Supported DID methods
did:pkh — blockchain accounts
Format: did:pkh:{namespace}:{chainReference}:{address}
| Namespace | Chains | Signature format |
| --------- | ------------------------------------------------ | ------------------------------------------------------------------------------------------ |
| eip155 | Ethereum · Base (8453) · Tempo · any EVM chain | EIP-191 personal_sign — 65-byte r \|\| s \|\| v as 0x-prefixed hex (verified via viem) |
| solana | Solana mainnet | Raw Ed25519 — 64-byte signature as hex, base58, or base64 |
EVM example
// did:pkh:eip155:8453:0xAbCd… (Base mainnet)
const sig = await wallet.signMessage(JSON.stringify(challenge));
await verifySignature({
did: 'did:pkh:eip155:8453:0xAbCd…',
challenge,
signature: sig,
options: { expected: { domain: 'example.com', route: challenge.route } },
});Solana example
// did:pkh:solana:4sGjMW1sUnHzSxGspuhpqLDx6wiyjNtZ:7EcDhSYGxXyscszYEp35KHN8vvw3svAuLKTzXwCFLtV
import { sign } from '@solana/web3.js'; // or @solana/signers
const msgBytes = new TextEncoder().encode(JSON.stringify(challenge));
const sigBase58 = bs58.encode(nacl.sign.detached(msgBytes, keypair.secretKey));
await verifySignature({
did: `did:pkh:solana:4sGjM…:${pubkeyBase58}`,
challenge,
signature: sigBase58,
options: { expected: { domain: 'example.com', route: challenge.route } },
});did:web — web-hosted DID documents
The DID document is resolved via web-did-resolver (HTTPS). Localhost is resolved over plain HTTP for development.

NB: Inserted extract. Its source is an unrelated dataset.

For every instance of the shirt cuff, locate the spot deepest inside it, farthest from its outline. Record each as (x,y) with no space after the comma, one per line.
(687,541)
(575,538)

did:web:example.com → https://example.com/.well-known/did.json
did:web:example.com:users:bob → https://example.com/users/bob/did.json
did:web:localhost%3A3000 → http://localhost:3000/.well-known/did.json (dev)Local development:
localhostand127.0.0.1are resolved over plain HTTP.
All other hosts require HTTPS as per the did:web specification.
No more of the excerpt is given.